Intuitively, you have the right idea. For $f(x) = x^2$, the bound $|x-a|<1$ is common. It makes sense; why bother considering $x$ more than a unit away from $a$? We only care about $x$ in the immediate vicinity of $a$. However, we need a formal justification.

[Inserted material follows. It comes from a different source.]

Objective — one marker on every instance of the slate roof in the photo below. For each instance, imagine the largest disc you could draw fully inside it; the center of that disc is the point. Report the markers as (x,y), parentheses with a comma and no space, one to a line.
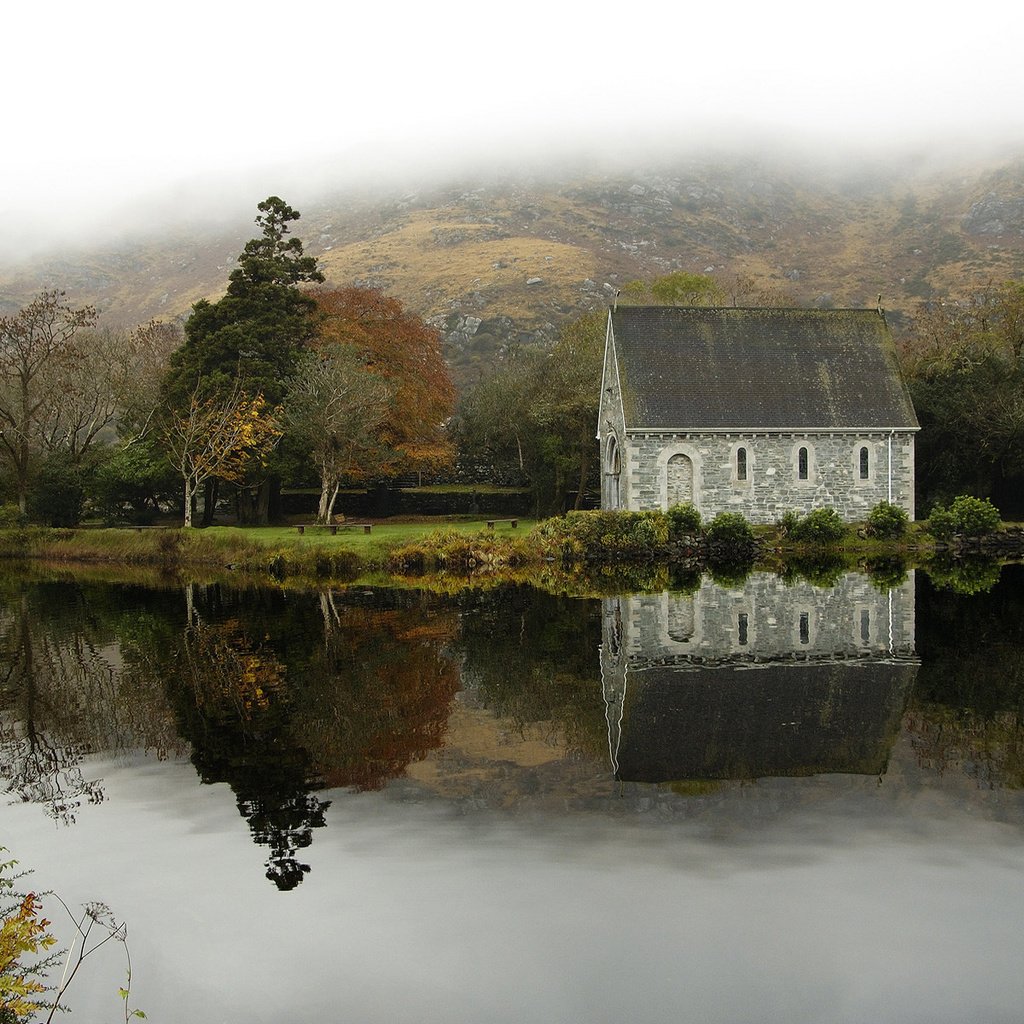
(759,369)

Let us only consider $x$ such that $|x-a|<1$. Then we have $|x| < 1 + |a|$ so that $|x-a||x+a| \leq |x-a|(|x| + |a|) < |x-a|(2|a| + 1) < \epsilon$. Thus, assuming $|x-a|<1$, we choose
$$\delta_0 = \frac{\epsilon}{2|a| + 1}$$
Now, given that $|x-a|<1$, $|x-a|<\delta_0 \Longrightarrow |x^2 - a^2|< \epsilon$.
Now, you ask, what if $|x-a|>1$. Well, we can avoid this scenario entirely by choosing.
$$\delta = \min\left(\delta_0, 1\right)$$
With such $\delta$, $|x-a|$ satisfies both $|x-a|<1$ and $|x-a|<\delta_0$
Since we have already established that $|x-a| < \delta_0$ and $|x-a|<1$ implies $|x^2 - a^2| < \epsilon$, we are done.